Having spent an hour with the robots, we regrouped after lunch for a more human session with Executive Coach, Flora Devlin, on how to develop world-class product teams through active coaching.
Flora began by sharing the foundational components of world-class Product teams, and emphasised how coaching is a force multiplier across these dimensions:
- Clarity
- Autonomy
- Accountability
What particularly stood out to me was the value of coaching to you as the coach:
- Builds independent thinkers in your team, who bring solutions, and not just problems
- Drives ownership of the strategy across your team, and follow through on execution
- Surfaces fresh ideas you’d never think of yourself
Flora explained that the key to coaching is giving your team the space to do their best thinking first, which requires that you:
- Listen with the same passion that you want to be heard
- Ask questions that encourage and deepen their thinking
And as a final tip, Flora highlighted that you can use AI to generate coaching questions ahead of a meeting, to help you avoid the temptation to go straight to feedback.
We then broke out into pairs to practice coaching, with a two part challenge. Firstly, listening to your partner speak for 3 minutes without interrupting them, which felt like a surprisingly long time for both the person speaking and the person listening! And then reflecting what you had heard back in your own words, without judgement or solutioning.

After a final break, I had the pleasure of wrapping up the day by moderating a panel on scaling product teams with Elina Churilova, CEO of Cino and former Product Lead at Bumble, Georgie Smallwood, CPTO of Moonpig, and former CPO of N26 bank, and Dave Wascha, Product advisor and former CPTO at Zoopla, Photobox, Travelex, and moo.com.

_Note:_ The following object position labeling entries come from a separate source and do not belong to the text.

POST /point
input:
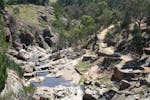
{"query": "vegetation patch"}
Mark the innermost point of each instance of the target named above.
(27, 13)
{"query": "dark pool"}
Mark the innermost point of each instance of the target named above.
(52, 82)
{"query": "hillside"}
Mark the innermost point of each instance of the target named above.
(74, 50)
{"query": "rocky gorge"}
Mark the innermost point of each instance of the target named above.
(67, 74)
(104, 65)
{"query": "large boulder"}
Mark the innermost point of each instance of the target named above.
(27, 38)
(147, 51)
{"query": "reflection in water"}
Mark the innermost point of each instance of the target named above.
(52, 82)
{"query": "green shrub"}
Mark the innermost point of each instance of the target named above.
(29, 89)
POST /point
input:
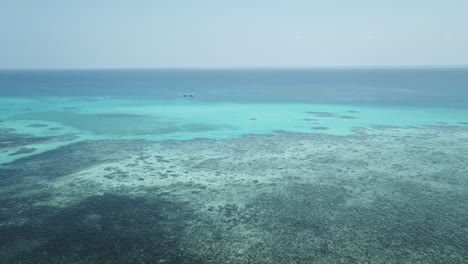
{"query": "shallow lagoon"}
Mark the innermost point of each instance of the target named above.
(112, 179)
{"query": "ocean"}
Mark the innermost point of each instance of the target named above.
(334, 165)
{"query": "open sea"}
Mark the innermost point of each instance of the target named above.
(335, 165)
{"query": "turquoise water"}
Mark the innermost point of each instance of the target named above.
(260, 166)
(93, 118)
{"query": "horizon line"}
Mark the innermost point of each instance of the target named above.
(243, 68)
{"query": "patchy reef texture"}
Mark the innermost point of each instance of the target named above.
(385, 194)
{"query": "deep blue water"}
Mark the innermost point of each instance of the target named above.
(400, 86)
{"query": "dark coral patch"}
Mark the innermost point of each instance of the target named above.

In a wide-ranging conversation, we discussed:
- What it means to “scale” in the age of AI, when the discourse seems to be shifting away from adding people as the goal, to removing people as the goal
- Why the glamorisation of having a large team is unhealthy, and you should resist the temptation to add people until it’s absolutely necessary
- The importance of hiring well, and all the pain that not hiring well brings
- How to maintain alignment, both strategically and culturally, as your organisation grows, through constant overcommunication, and a weekly brain dump
- The importance of building a team you trust and have confidence in, given that you can not stay in the details of every team as they increase in number
It was fantastic to see such great engagement from all the Product leaders who joined us, with plenty of insightful questions and lively discussions across all sessions. We hope that everybody who attended built lasting relationships, and look forward to many more opportunities to bring the community together in future.